Even when he loved me, it was too late.
She could still feel the tremble in his hands. The way he'd said her name like it was an apology stitched into a prayer.
Kai Ren.
Not Emperor. Not His Majesty. Just him.
Would she be forced to leave him, just as the Empress had?
Would she vanish again?
That evening, when the Emperor returned, he didn't wear his crown.
Eira met him under the plum tree, where petals fluttered in the warm wind like paper memories.
He looked tired. More man than monarch.
"She dreamed it too," he said. "Lady Zhen."
Eira looked up. "What?"
"She saw the world we came from. She remembered. Not all of it, but enough to know it wasn't this."
Eira's heart sank.
"How many of us were brought here?" she whispered. "Are we puppets of some divine story?"

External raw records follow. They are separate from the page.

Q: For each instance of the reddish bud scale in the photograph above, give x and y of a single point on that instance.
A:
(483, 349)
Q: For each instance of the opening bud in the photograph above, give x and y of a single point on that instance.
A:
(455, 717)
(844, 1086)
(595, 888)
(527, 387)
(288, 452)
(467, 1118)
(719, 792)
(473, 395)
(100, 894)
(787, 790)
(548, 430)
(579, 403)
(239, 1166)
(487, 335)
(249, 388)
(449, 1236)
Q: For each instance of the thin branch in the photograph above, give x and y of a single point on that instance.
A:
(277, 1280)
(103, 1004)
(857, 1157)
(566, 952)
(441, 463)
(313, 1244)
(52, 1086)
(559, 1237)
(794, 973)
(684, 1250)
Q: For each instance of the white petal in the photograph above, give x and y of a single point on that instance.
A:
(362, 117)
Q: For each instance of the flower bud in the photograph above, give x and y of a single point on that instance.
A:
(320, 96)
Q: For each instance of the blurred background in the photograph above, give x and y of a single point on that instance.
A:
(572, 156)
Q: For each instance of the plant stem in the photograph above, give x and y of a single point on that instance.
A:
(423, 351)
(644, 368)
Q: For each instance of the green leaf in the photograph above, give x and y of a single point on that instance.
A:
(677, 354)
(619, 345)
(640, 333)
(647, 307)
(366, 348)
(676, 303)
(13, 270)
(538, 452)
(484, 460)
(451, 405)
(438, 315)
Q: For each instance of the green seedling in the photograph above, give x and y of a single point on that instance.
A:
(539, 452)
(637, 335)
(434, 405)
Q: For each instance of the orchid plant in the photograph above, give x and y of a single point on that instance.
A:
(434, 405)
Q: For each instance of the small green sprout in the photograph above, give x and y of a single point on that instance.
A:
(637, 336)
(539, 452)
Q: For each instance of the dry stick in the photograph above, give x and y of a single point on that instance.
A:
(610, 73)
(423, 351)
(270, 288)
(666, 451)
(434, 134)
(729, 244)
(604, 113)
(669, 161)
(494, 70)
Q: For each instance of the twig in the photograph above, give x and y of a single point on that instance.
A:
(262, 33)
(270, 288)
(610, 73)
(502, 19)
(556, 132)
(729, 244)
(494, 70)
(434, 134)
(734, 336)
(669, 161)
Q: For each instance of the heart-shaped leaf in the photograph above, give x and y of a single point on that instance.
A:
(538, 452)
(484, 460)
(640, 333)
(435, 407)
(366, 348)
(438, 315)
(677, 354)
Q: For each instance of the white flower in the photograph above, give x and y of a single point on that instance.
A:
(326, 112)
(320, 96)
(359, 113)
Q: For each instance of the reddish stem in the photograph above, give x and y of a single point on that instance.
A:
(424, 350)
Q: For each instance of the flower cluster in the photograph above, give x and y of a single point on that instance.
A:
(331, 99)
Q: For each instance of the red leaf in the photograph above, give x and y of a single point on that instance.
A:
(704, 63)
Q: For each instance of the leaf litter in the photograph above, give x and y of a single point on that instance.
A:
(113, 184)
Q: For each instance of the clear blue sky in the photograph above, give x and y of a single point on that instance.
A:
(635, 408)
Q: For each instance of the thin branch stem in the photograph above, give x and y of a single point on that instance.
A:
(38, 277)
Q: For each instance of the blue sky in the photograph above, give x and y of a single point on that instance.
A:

"No," he said. "We're something worse. We're people who were given a second chance… and punished for it."
They stood in silence.
Then he took her hand — not the way an Emperor takes a consort's hand, but the way Kai Ren had once held a girl's trembling fingers before she disappeared into traffic and time.
"I want to change the ending," he said. "I don't care what came before. I don't care what dreams say. I choose this life, here, with you."
Tears welled in her eyes. "But we're not the only ones who remember. And if they remember too, they might come for us."
"Then let them come," he said. "We've been running through centuries. Let's stand still. Just this once."
That night, a shadow passed through the palace gates — cloaked, quiet, watching.
Far in the shadows, someone else had started remembering.
But not with love.
With vengeance.
And this time, the next dream would be blood.